Sans surprise, le rapport 2023 rejoint les constats que nous ne cessons (et continuerons …) de dénoncer en instances.
Il montre une hausse continue des saisines (+ 42% en 5 ans) dans un climat scolaire de plus en plus dégradé.
Le zoom est mis notamment sur les conditions de mise en place de l’école inclusive et la montée des incivilités et violences. Conséquence : des personnels de plus en plus en souffrance…
EXTRAITS choisis :
« Les médiateurs ont fait le constat d’une recrudescence des comportements agressifs, des violences verbales ou physiques et des situations d’affrontement, non seulement entre élèves, mais aussi envers les personnels, de la part des élèves ou de leurs familles – phénomène que l’usage des réseaux sociaux contribue fortement à amplifier. Les enseignants, comme les personnels en fonction d’encadrement, se sentent mis en cause par l’ensemble de ces contestations qui s’expriment parfois de manière virulente, voire agressive, générant de l’anxiété et du découragement au sein des équipes.
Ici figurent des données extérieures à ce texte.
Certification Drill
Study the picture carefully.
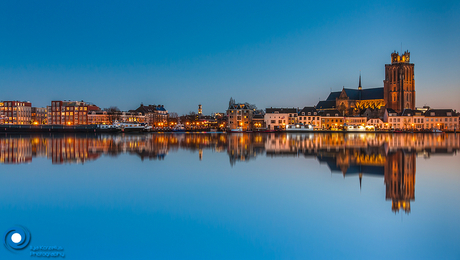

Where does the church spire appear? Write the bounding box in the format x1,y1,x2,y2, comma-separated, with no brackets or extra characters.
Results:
358,71,363,90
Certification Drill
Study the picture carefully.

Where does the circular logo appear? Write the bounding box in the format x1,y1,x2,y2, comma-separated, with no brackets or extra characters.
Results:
4,226,30,250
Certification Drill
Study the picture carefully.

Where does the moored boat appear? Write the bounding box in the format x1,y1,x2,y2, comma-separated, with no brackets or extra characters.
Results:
286,123,315,132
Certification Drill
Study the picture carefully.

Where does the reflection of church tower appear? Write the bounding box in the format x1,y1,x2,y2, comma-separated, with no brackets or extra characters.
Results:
385,151,415,213
383,51,415,113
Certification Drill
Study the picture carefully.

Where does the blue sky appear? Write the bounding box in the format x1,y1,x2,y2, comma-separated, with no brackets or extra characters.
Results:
0,1,460,114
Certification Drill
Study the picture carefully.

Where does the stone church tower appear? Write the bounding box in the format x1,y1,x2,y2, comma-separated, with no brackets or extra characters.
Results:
383,51,415,113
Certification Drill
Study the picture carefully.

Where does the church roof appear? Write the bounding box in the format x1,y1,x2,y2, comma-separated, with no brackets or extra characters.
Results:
326,88,384,101
316,99,335,109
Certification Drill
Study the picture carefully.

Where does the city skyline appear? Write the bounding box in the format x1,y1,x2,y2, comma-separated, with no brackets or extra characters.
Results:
0,2,460,115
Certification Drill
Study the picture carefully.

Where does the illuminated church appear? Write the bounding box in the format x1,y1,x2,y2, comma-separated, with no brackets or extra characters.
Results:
316,51,415,115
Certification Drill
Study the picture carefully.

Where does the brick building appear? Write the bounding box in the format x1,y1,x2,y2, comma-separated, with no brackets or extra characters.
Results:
0,101,32,125
48,101,88,125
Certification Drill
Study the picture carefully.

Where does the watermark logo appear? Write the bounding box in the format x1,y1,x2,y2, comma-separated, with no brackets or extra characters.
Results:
4,226,30,250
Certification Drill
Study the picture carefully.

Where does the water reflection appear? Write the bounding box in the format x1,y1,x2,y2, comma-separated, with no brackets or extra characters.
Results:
0,133,460,213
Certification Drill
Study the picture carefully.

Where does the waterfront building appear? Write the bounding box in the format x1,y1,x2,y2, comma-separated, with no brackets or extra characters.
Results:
383,51,415,113
0,101,32,125
264,108,299,130
130,104,168,127
425,108,459,131
343,116,367,126
31,107,48,125
251,114,266,130
118,111,146,123
88,110,112,125
316,75,385,115
297,107,321,129
319,110,345,130
316,51,415,115
366,118,387,129
48,100,88,125
227,103,254,130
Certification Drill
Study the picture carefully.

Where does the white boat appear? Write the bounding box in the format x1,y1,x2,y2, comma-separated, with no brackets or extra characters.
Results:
343,125,375,132
286,123,315,132
97,124,121,132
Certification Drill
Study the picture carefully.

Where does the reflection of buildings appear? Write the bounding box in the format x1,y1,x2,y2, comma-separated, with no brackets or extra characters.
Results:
0,139,32,163
265,133,460,213
384,150,415,212
227,134,266,166
0,133,460,213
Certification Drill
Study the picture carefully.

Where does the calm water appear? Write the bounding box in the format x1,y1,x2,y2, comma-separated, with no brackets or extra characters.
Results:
0,134,460,259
Ces constats peuvent plus largement être mis en perspective avec la crise d’attractivité des métiers de l’éducation – le nombre d’inscrits aux concours de l’enseignement du second degré a diminué de 30 % en 15 ans – et avec l’augmentation sensible du taux de démissions. »
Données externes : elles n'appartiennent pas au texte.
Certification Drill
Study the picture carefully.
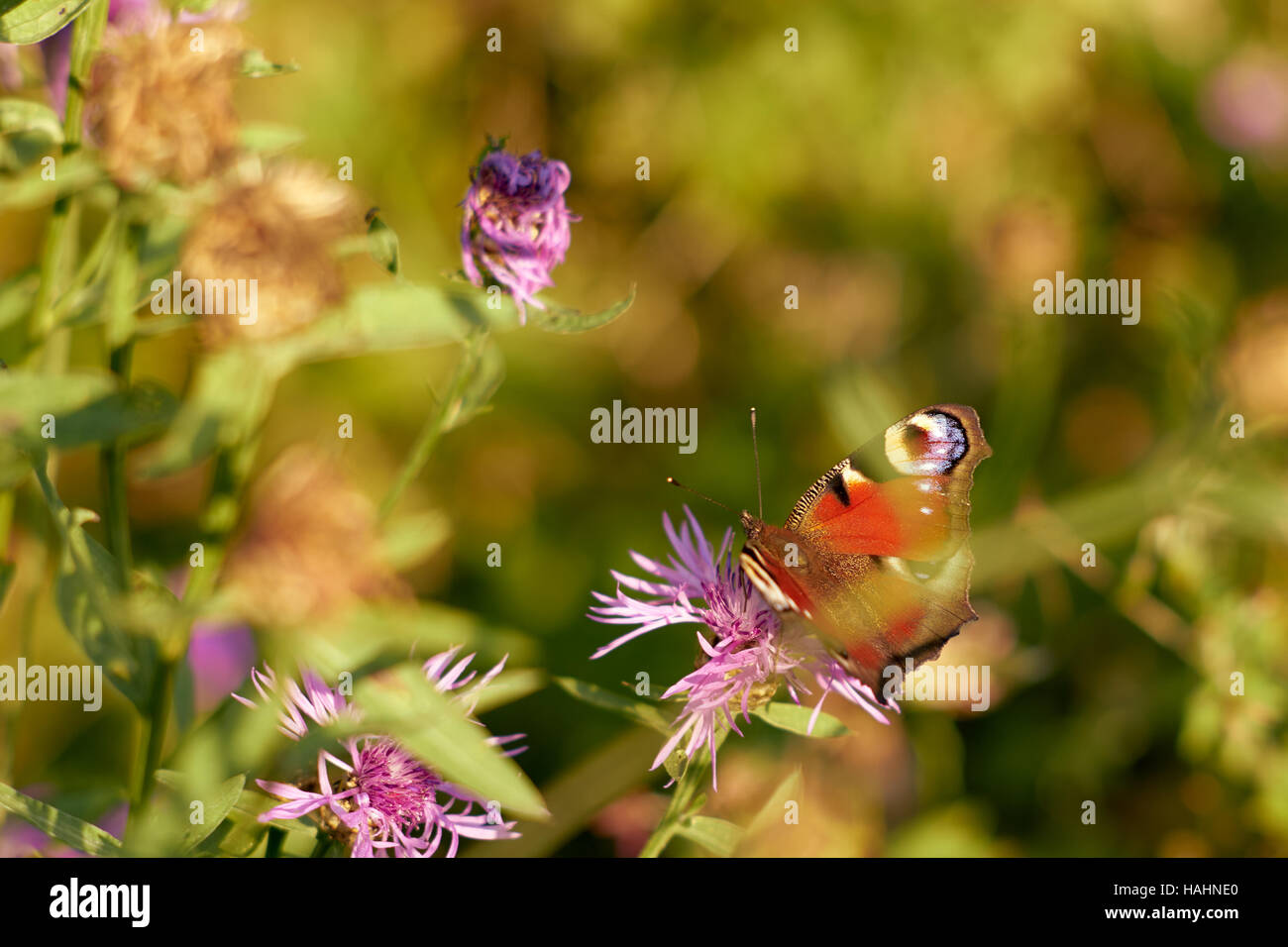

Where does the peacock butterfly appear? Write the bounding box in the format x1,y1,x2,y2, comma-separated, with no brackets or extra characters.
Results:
741,404,993,706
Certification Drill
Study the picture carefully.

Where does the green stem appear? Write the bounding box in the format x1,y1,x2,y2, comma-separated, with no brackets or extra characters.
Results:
126,659,181,836
639,729,728,858
0,489,17,562
29,0,108,372
102,342,134,577
380,336,484,523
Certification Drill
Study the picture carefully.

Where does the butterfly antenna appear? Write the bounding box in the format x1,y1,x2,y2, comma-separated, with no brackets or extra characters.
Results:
666,476,734,513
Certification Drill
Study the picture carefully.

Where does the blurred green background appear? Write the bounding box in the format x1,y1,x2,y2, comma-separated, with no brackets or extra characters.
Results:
0,0,1288,856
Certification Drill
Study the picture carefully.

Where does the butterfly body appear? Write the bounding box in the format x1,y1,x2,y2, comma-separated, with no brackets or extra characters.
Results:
739,404,992,702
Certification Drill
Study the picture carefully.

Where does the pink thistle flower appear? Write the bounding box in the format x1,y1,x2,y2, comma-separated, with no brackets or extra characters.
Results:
233,648,525,858
461,147,581,325
589,506,888,788
0,0,245,115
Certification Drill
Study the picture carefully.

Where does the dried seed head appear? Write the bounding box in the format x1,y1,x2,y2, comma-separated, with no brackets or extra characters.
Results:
223,446,408,626
85,21,242,189
179,163,361,347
« L’idéal de l’École inclusive se heurte trop souvent à la difficulté pour les équipes, et notamment les enseignants, de résoudre certains dilemmes pédagogiques, tels que la nécessité de concilier la progression collective de leur classe et l’accompagnement individualisé qu’appellent certains élèves à besoins éducatifs particuliers. Ils se disent impuissants en particulier à faire face à des élèves présentant des troubles du comportement qu’ils ne savent ni interpréter, ni gérer seuls et qui nécessitent, pour une prise en charge adaptée, des moyens, des compétences et une formation spécifiques. Dans l’incapacité d’apporter des réponses adaptées à l’enfant et satisfaisantes pour les familles, les équipes pédagogiques sont en souffrance et peuvent être tentées de sortir de leur posture professionnelle (sentiment de culpabilité ou réactions d’autorité, réponses disciplinaires, etc…), surtout lorsqu’elles n’ont pas reçu de formation spécifique. Ces difficultés concernent également d’autres personnels et particulièrement les AESH, qui ont souvent en charge plusieurs élèves aux handicaps différents, sans avoir toujours reçu une formation adaptée. De plus, les élèves qu’ils accompagnent ne sont pas nécessairement tous dans le même établissement ou la même école. Or, les AESH sont en première ligne dans la gestion de situations difficiles : ils peuvent avoir à gérer des comportements imprévisibles, déstabilisants voire violents, et sont de fait particulièrement exposés aux risques de souffrance au travail. La médiation perçoit cela notamment lors de l’instruction de saisines de parents se plaignant de leur absence, motivée par des arrêts de travail. Enfin, au-delà de l’insuffisance d’effectifs pour couvrir les besoins (malgré la création de 4 000 postes par an depuis trois ans) et des problèmes de statut et de rémunération, l’intégration des AESH à l’équipe pédagogique ne semble pas pleinement réalisée. La complémentarité et l’articulation des différents intervenants et dispositifs mis en place pour favoriser l’inclusion scolaire ne sont pas encore au rendez-vous. »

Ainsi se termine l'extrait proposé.